Copyrights cover artistic works such as literary works like books, magazines and computer code; visual works such as paintings and sculptures; musical and dramatic works such as sound recordings, films, and theatre; and architectural works such as designs. Copyrights now last for the life of the creator plus 70 years or for 95 years if it is considered a work for hire. Copyrights can no longer be renewed but the span of a copyright has been changed over the years by Congress so it will vary depending upon when the work was created. 

During your extensive experience as an attorney specializing in copyright, trademark issues, what mistakes are commonly made with new start up businesses? 

Probably the biggest mistake that start ups encounter is not checking to make sure that no other business or person is using the name that was selected. Sometimes, a new owner will check the records with the Department of State in which he is doing business but he fails to obtain a trademark search. The state records only show what businesses are incorporated. They do not indicate what names have been registered with the U.S. Patent & Trademark Office or which names are in use in the state but have not been formally recorded. 

The best way to handle it is to go to an experienced trademark attorney. Business owners should look into smaller firms where the rates will be lower. If the owner cannot pay any attorney, he at least should conduct a search on the U.S. Patent & Trademark Office Web site. There are instructions on the Web site to assist in conducting such a search. In addition, the owner should do his own internet search with a reliable search engine to see if there are any similar names that are being used for the same or similar goods or services that the owner intends to offer. 

The other mistake that new business owners make is assuming that it is acceptable to use a name that is similar but not exactly the same as the name the owner intends to use. For example if someone is selling shoes under the trademark Fishskin, the owner should not use the name Red Fishskin to sell boots. 

That is why it is best to consult an experienced trademark attorney who can guide you as to what names are confusingly similar. Also, a federal trademark registration covers only the U.S. and its territories like Puerto Rico. To obtain protection in other countries, separate filings need to be made. 

Another mistake is copying works from others and using them in the business or using personal information without permission. For example, a business person cannot post pictures on his web site without permission from the photographer and the person depicted in the pictures. 

What are some common misconceptions regarding copyright protection? 

One common misconception is that a creator must register a work with the U.S. Copyright Office in order to receive copyright protection. Copyright protection is afforded as soon as the work is created. Creators should indicate that they have ownership by placing a © date of creation, name of owner on the work. So, for example, at the bottom of the text, the creator should use the copyright symbol with the name of the owner and the date of creation. In any event, it is a good idea to copyright a work. It can be done online or you could consult a copyright attorney to complete the form and deposit a copy of the work with the U.S. Copyright Office. 

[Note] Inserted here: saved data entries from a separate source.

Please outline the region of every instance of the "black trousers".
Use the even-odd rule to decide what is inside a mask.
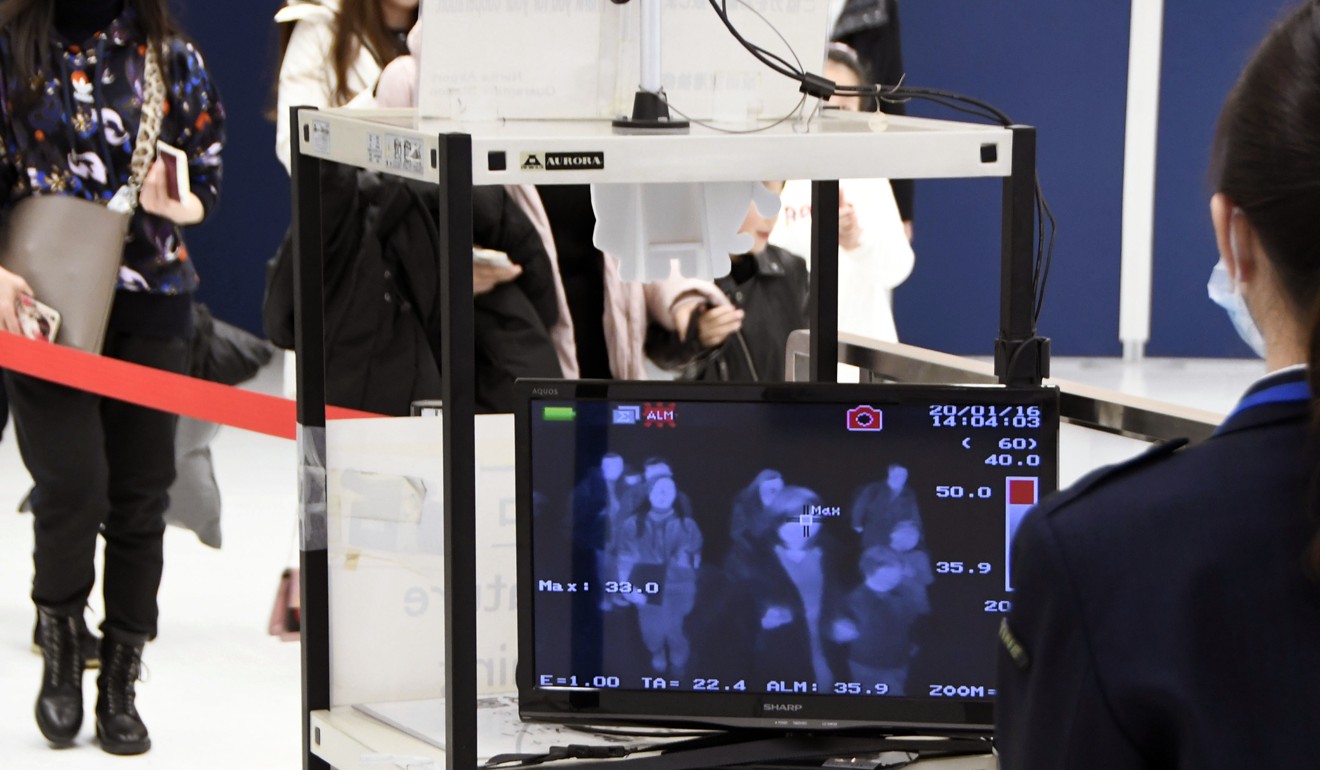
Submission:
[[[104,355],[181,374],[188,368],[188,343],[179,338],[111,330]],[[32,601],[81,614],[100,534],[102,628],[154,636],[175,416],[13,372],[5,372],[5,385],[35,484]]]

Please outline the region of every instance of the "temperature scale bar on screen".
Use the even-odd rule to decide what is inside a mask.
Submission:
[[[1022,517],[1040,502],[1040,479],[1009,476],[1004,479],[1004,590],[1013,590],[1013,535]]]

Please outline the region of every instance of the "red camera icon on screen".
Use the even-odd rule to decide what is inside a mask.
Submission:
[[[884,427],[880,410],[862,404],[848,410],[848,430],[872,431]]]

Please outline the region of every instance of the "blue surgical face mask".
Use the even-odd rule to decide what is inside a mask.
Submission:
[[[1242,284],[1228,277],[1228,269],[1223,262],[1215,263],[1205,288],[1210,293],[1210,299],[1228,313],[1228,319],[1233,322],[1233,328],[1237,329],[1242,341],[1250,345],[1256,355],[1264,358],[1265,340],[1260,336],[1260,329],[1256,328],[1246,300],[1242,298]]]

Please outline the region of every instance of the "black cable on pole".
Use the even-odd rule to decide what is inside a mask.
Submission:
[[[1050,236],[1045,244],[1043,266],[1041,267],[1040,280],[1036,286],[1038,293],[1036,296],[1036,311],[1033,323],[1040,318],[1040,311],[1045,307],[1045,286],[1050,280],[1050,266],[1054,262],[1054,237],[1058,235],[1059,223],[1054,219],[1054,212],[1050,210],[1049,201],[1045,200],[1045,194],[1040,189],[1040,174],[1036,175],[1036,199],[1040,201],[1041,208],[1045,211],[1045,218],[1050,223]]]
[[[720,21],[724,22],[724,27],[729,30],[729,34],[733,35],[734,39],[742,44],[742,47],[746,48],[752,56],[755,56],[757,61],[785,77],[801,81],[805,73],[793,70],[791,65],[782,59],[780,60],[782,64],[771,60],[759,47],[749,42],[747,38],[742,36],[742,33],[738,32],[738,29],[733,26],[733,22],[729,21],[728,11],[722,3],[717,3],[716,0],[708,0],[708,2],[710,3],[710,7],[715,10],[715,15],[719,16]],[[779,57],[774,58],[777,59]]]
[[[743,2],[743,0],[738,1]],[[757,13],[756,15],[779,36],[779,39],[783,41],[786,46],[788,46],[789,52],[793,55],[793,58],[797,60],[797,66],[795,68],[794,65],[789,64],[782,56],[767,51],[743,37],[742,33],[740,33],[737,27],[733,25],[733,22],[729,20],[728,0],[708,0],[708,2],[710,3],[710,7],[715,11],[715,15],[719,17],[725,28],[729,30],[729,34],[733,35],[734,39],[737,40],[748,53],[772,71],[796,81],[799,84],[802,93],[808,96],[814,96],[821,100],[828,99],[833,94],[863,97],[869,96],[879,101],[889,103],[921,99],[923,101],[938,104],[946,109],[972,115],[981,118],[982,120],[996,122],[1001,126],[1008,127],[1014,125],[1013,119],[994,105],[954,91],[946,91],[938,88],[905,86],[902,85],[901,81],[898,85],[894,86],[879,84],[869,86],[840,86],[828,78],[808,72],[806,68],[802,66],[801,60],[798,60],[797,54],[793,52],[792,46],[788,45],[788,41],[782,34],[780,34],[779,30],[770,23],[769,19],[766,19],[763,15]],[[746,3],[743,4],[746,6]],[[750,6],[747,7],[750,8]],[[752,11],[756,13],[755,9],[752,9]],[[1050,209],[1049,202],[1045,199],[1045,192],[1041,188],[1039,174],[1036,175],[1035,182],[1036,258],[1032,269],[1032,291],[1034,294],[1034,306],[1032,308],[1033,325],[1039,320],[1041,310],[1044,308],[1045,287],[1049,281],[1050,266],[1054,261],[1054,240],[1058,233],[1058,222],[1054,218],[1054,212]],[[1048,236],[1046,235],[1047,222],[1049,224]]]

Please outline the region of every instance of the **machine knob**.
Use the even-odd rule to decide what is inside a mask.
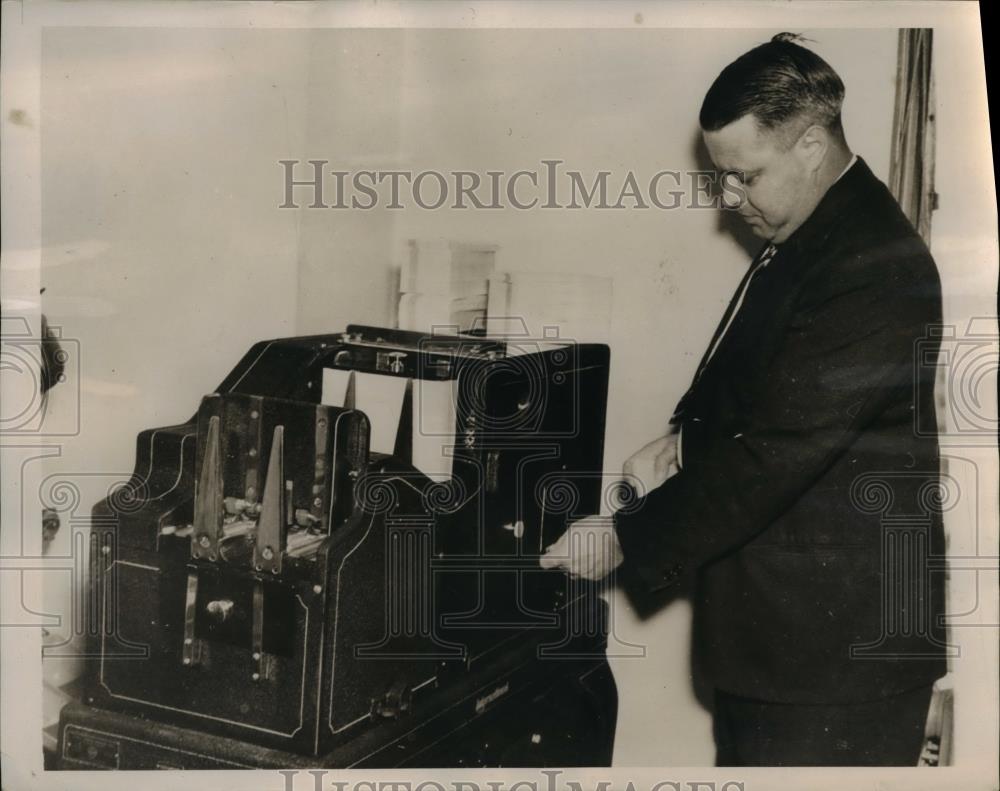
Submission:
[[[386,719],[396,719],[409,711],[411,695],[410,685],[397,680],[386,690],[382,700],[375,702],[373,708]]]
[[[231,599],[213,599],[205,605],[205,610],[218,623],[224,623],[233,611]]]
[[[406,359],[406,352],[389,352],[389,370],[394,374],[403,373],[403,360]]]

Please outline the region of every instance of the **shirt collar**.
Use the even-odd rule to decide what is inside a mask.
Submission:
[[[851,155],[851,161],[847,163],[847,167],[845,167],[842,171],[840,171],[840,175],[837,176],[837,178],[835,178],[833,180],[833,184],[836,184],[838,181],[840,181],[840,179],[843,178],[844,174],[848,170],[850,170],[852,167],[854,167],[854,163],[857,162],[857,161],[858,161],[858,155],[857,154],[852,154]],[[830,186],[832,187],[833,184],[831,184]]]

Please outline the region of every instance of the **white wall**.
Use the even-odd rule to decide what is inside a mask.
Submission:
[[[296,158],[329,160],[327,170],[394,168],[401,149],[404,35],[398,30],[308,34],[306,112],[298,119],[305,148]],[[308,166],[296,171],[296,178],[312,175]],[[324,195],[327,203],[335,202],[331,193],[332,187]],[[310,195],[309,189],[299,190],[295,201],[304,203]],[[299,211],[299,333],[389,321],[392,214],[381,206]]]
[[[45,31],[43,307],[83,344],[88,428],[184,420],[252,341],[293,331],[275,163],[302,150],[301,38]]]

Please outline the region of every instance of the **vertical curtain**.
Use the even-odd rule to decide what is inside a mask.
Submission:
[[[899,31],[889,189],[930,245],[934,192],[933,31]]]
[[[913,227],[931,243],[931,212],[937,208],[934,192],[934,76],[931,71],[933,31],[899,31],[896,67],[896,106],[892,123],[892,152],[889,163],[889,189],[899,201]],[[942,387],[944,368],[938,367],[935,400],[938,430],[946,430]],[[942,458],[942,472],[947,459]],[[947,527],[947,525],[946,525]],[[948,597],[950,599],[950,596]],[[949,671],[951,671],[949,661]],[[934,685],[930,710],[924,730],[924,748],[919,766],[950,766],[954,696],[951,673]]]

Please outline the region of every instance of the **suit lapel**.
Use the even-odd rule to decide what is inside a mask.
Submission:
[[[812,259],[814,258],[811,251],[821,248],[828,241],[833,228],[837,226],[838,221],[846,214],[849,214],[851,211],[862,210],[861,206],[857,205],[859,200],[862,200],[862,196],[868,194],[873,184],[878,183],[878,180],[872,174],[865,161],[861,157],[858,157],[854,165],[827,190],[826,195],[823,196],[823,199],[802,226],[781,245],[772,262],[768,264],[768,267],[773,270],[782,271],[784,274],[782,279],[786,281],[789,277],[795,280],[803,275],[805,269],[812,263]],[[707,378],[711,378],[711,376],[706,376],[706,371],[714,368],[715,364],[724,356],[720,354],[723,351],[722,347],[716,349],[715,354],[711,354],[711,351],[723,335],[724,330],[726,330],[730,317],[735,312],[739,303],[740,294],[745,288],[748,288],[747,282],[753,276],[757,268],[757,262],[767,250],[767,247],[768,245],[764,245],[758,251],[757,255],[754,256],[753,263],[740,280],[740,284],[733,293],[725,314],[723,314],[722,319],[715,328],[711,342],[706,347],[701,361],[698,363],[691,386],[678,403],[671,422],[676,422],[683,417],[684,413],[690,408],[697,397],[699,383],[704,382]],[[791,267],[795,271],[785,271],[788,267]],[[774,274],[777,275],[778,272],[775,271]],[[786,282],[783,285],[789,286],[790,283]],[[784,291],[780,285],[777,288]],[[774,294],[776,299],[782,296],[781,294]],[[787,296],[790,297],[790,294]],[[749,293],[744,299],[746,300],[748,297]],[[773,300],[765,301],[773,303]],[[732,327],[729,327],[730,331],[732,329]]]

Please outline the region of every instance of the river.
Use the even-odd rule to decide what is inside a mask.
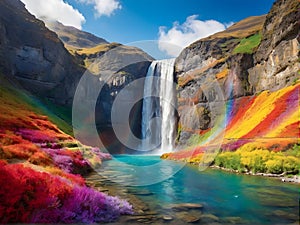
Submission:
[[[199,171],[195,165],[159,156],[114,156],[97,172],[155,210],[160,218],[155,224],[283,225],[299,221],[299,185],[277,179],[217,169]]]

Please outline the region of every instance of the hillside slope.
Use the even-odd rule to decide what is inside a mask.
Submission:
[[[46,26],[54,31],[65,45],[74,48],[92,48],[100,44],[108,44],[103,38],[71,26],[65,26],[58,21],[47,21],[47,19],[44,19],[44,21],[46,21]]]
[[[79,88],[87,104],[99,91],[100,80],[107,80],[99,96],[96,122],[101,131],[111,129],[115,93],[145,76],[153,58],[138,48],[107,43],[75,28],[57,26],[58,35],[31,15],[19,0],[0,1],[0,72],[16,79],[67,122],[71,121],[71,107],[81,78],[91,79],[89,86]],[[62,38],[64,44],[59,37],[66,33],[70,38]],[[90,113],[94,111],[92,108]]]
[[[62,132],[51,122],[59,118],[45,115],[16,81],[0,81],[0,222],[110,222],[132,213],[129,203],[87,187],[80,175],[110,155]]]
[[[70,105],[82,66],[18,0],[0,1],[0,68],[30,92]]]

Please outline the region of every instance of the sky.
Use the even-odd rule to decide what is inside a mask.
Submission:
[[[37,17],[93,33],[109,42],[182,48],[244,18],[268,13],[274,0],[21,0]],[[153,47],[151,45],[153,44]],[[154,46],[156,43],[157,46]],[[149,47],[150,46],[150,47]],[[152,50],[153,50],[152,49]],[[155,54],[155,53],[154,53]],[[162,56],[159,56],[162,57]]]

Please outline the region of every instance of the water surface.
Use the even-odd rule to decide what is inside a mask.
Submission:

To bring a lawsuit against another person or entity, the owner must have a copyright registration, and it is done before the infringement occurs or within a few months of the first publication of a work, the owner can obtain its attorneys fees and certain damages provided in the Copyright Act called statutory damages if it prevails in the litigation. 

Do copyright and trademark laws differ for authors, musicians and musical artists? 

No, essentially the law is the same. 

What resources are available for Free legal information on how to trademark your company’s name for your products or services or how to obtain a copyright? 

As stated above the U.S. Patent & Trademark Office Web site, http://www.uspto.gov is a good tool to use when trying to register trademark for a company’s products or services. Some bar associations put out free flyers regarding trademarks and other intellectual property. 

Check on the American Bar Association web site, your state or city bar association web site. Also, the Department of State web sites will have information about obtaining a state registration. The same is true for copyrights.